I technically have 20 minutes of lunch left, but it’s hot, and I’m not wearing particularly comfortable shoes, so I didn’t feel like strolling around Riverwalk like usual. I ate my lunch (Asiago Chicken with Portobello Mushrooms, or something to that extent, from Healthy Choice) on a bench next to the small raised stage where the workout people usually come and do leg lifts (but they didn’t show up today). I kept feeling tiny drops of water falling on my face and arms, so light it was more similar to having small bugs land on me than it was to feel rain. The sky wasn’t clear, but the clouds didn’t look all that grey, so I’m not sure if the water was actually rain or if it was coming from the fountain just beyond the entryway to Riverwalk. That’d be a long distance for the water to travel, but maybe that would explain the miniscule size of the drops.

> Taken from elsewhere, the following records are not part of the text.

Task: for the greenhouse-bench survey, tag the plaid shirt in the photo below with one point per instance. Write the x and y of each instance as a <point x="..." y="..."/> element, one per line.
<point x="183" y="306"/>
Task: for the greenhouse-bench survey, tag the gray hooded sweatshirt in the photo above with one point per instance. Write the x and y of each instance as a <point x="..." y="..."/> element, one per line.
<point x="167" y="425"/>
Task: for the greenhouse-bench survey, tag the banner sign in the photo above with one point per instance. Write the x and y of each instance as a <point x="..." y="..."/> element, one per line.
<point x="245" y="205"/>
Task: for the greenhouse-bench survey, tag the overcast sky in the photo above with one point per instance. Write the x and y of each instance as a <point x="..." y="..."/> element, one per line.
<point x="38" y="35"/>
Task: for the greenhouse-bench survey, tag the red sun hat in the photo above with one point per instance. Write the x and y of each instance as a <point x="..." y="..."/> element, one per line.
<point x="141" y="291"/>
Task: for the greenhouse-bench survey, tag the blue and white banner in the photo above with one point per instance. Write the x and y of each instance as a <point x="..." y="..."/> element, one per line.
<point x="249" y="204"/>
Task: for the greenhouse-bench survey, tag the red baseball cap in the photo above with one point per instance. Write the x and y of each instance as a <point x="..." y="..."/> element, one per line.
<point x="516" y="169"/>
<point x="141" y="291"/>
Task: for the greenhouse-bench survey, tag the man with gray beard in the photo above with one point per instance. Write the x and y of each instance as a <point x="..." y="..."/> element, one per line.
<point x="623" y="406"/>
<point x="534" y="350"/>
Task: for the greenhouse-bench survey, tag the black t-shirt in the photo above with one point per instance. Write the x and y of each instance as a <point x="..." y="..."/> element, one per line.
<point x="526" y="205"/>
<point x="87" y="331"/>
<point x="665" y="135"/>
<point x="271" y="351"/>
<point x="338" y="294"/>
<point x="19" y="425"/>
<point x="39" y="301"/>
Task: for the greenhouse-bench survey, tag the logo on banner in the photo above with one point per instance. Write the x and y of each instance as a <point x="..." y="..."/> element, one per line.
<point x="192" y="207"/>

Once I was finished eating, I decided to move my car to a parking space in front of the office. My reasoning was threefold. First, if it is going to rain (and the forecast has indicated that it will tonight, at least) then having my car nearby would be good. Second, my car has a better chance of starting in the heat if I can get it to start once. And third, it gave me something to do. So I walked down to St. Paul’s and got my car and brought it back over here. It started right away, thankfully. Maybe having been in motion briefly when the sun was at its peak will mean that it won’t play its little games with me at 5, even though it will have been stewing in the heat for three and a half hours. That would be nice.

I’ve had four cups of water today and am working on my fifth. Isn’t that fascinating?

Now I have ten minutes left. I think I’ll surf the web for a bit.